In letzter Zeit mehren sich die Anfragen von Leuten, die gerne etwas mehr über mich erfahren würden. Ich habe mich diesbezüglich bislang zurückgehalten, weil ich es gerne sehe, wenn meine Artikel und Thesen völlig unvoreingenommen beurteilt werden und weil ich meine Privatsphäre schützen möchte (es gab schon mehrere Drohungen gegen mich und meine Familie).
Nun denn, inzwischen erkenne ich an, dass in einer Zeit, in der hinter politischen Aktivitäten sich oft Lobbygruppen verbergen, die Frage nach meinem Hintergrund durchaus berechtigt ist.
Also: Ich wurde 1948 geboren und bin Inhaber eines Versandhauses für Fotozubehör. Ich halte mich für ideologisch offen und unvoreingenommen - im Laufe der Zeit habe ich CDU, FDP, Grüne und SPD schon mehrmals gewählt. Zwar bin ich seit 10 Jahren passives Mitglied einer großen Volkspartei, aber auch dies bedeutet für mich keine politische Festlegung. Auch heute orientiere ich mich noch vor jeder Wahl an dem praktischen Nutzen und der Durchsetzbarkeit des aktuellen Partei- bzw. Regierungsprogramms.

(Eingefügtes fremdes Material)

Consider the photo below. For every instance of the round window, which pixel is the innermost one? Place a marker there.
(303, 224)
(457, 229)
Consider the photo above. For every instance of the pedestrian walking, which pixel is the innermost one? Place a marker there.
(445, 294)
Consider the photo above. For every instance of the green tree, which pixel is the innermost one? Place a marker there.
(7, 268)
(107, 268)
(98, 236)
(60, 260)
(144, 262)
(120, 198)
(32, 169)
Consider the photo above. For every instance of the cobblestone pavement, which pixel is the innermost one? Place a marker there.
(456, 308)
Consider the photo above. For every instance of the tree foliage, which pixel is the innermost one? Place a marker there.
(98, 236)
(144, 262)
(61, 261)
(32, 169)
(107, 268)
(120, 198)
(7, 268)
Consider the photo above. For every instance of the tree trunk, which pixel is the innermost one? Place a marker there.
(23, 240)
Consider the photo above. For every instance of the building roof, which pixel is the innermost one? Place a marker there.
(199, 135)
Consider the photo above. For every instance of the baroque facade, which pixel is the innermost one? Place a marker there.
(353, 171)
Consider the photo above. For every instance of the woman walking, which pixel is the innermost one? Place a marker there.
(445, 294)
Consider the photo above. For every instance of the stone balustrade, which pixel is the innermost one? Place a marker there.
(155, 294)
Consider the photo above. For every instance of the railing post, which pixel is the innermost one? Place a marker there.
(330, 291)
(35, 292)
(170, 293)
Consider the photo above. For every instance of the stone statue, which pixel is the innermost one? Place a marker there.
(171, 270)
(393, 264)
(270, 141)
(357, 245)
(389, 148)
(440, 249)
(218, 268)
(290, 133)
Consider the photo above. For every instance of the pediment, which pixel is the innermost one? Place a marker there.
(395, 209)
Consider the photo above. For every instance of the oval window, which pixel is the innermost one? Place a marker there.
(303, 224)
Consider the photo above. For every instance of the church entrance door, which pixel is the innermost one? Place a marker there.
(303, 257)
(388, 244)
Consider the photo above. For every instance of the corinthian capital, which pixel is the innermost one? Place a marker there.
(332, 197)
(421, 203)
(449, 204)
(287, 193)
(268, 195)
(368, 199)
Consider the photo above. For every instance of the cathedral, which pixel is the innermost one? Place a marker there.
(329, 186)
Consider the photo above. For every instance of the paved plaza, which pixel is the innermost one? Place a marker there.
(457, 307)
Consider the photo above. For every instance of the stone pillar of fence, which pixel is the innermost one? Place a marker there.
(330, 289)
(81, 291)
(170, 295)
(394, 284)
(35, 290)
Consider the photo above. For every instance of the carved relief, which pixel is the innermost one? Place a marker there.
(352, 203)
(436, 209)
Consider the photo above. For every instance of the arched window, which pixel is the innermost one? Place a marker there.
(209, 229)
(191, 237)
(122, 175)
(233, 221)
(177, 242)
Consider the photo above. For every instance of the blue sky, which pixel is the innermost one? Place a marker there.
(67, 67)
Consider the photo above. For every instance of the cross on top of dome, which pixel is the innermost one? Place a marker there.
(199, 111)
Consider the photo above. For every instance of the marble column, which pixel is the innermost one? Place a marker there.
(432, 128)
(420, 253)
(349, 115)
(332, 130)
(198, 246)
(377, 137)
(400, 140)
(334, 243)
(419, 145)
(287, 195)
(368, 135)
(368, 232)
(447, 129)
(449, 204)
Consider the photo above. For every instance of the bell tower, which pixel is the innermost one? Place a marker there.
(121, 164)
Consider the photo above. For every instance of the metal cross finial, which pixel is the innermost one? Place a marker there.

Ich gehöre keiner weiteren Organisation an und unterstütze auch nicht die Ziele irgendwelcher Gruppierungen und werde auch nicht von anderen finanziert oder unterstützt. Politisch gesehen bin ich ein absoluter Einzelgänger und erarbeite meine Analysen und Artikel vollkommen selbständig und unbeeinflusst von anderen.
Welche
Ziele verfolge ich?
Nicht selten werde ich nach meinen Zielen gefragt, was mich
einigermaßen irritiert. Ich dachte, dass dies doch eindeutig
aus meinen Aufsätzen hervorgeht: Mir geht es
ausschließlich um die Korrektur des kapitalistischen Systems
zum Besseren, um einen weltweiten breiten Wohlstand, um
Gerechtigkeit, eine angemessene Entlohnung und den Anstieg des
Lebensstandards entsprechend der Produktivitätssteigerungen.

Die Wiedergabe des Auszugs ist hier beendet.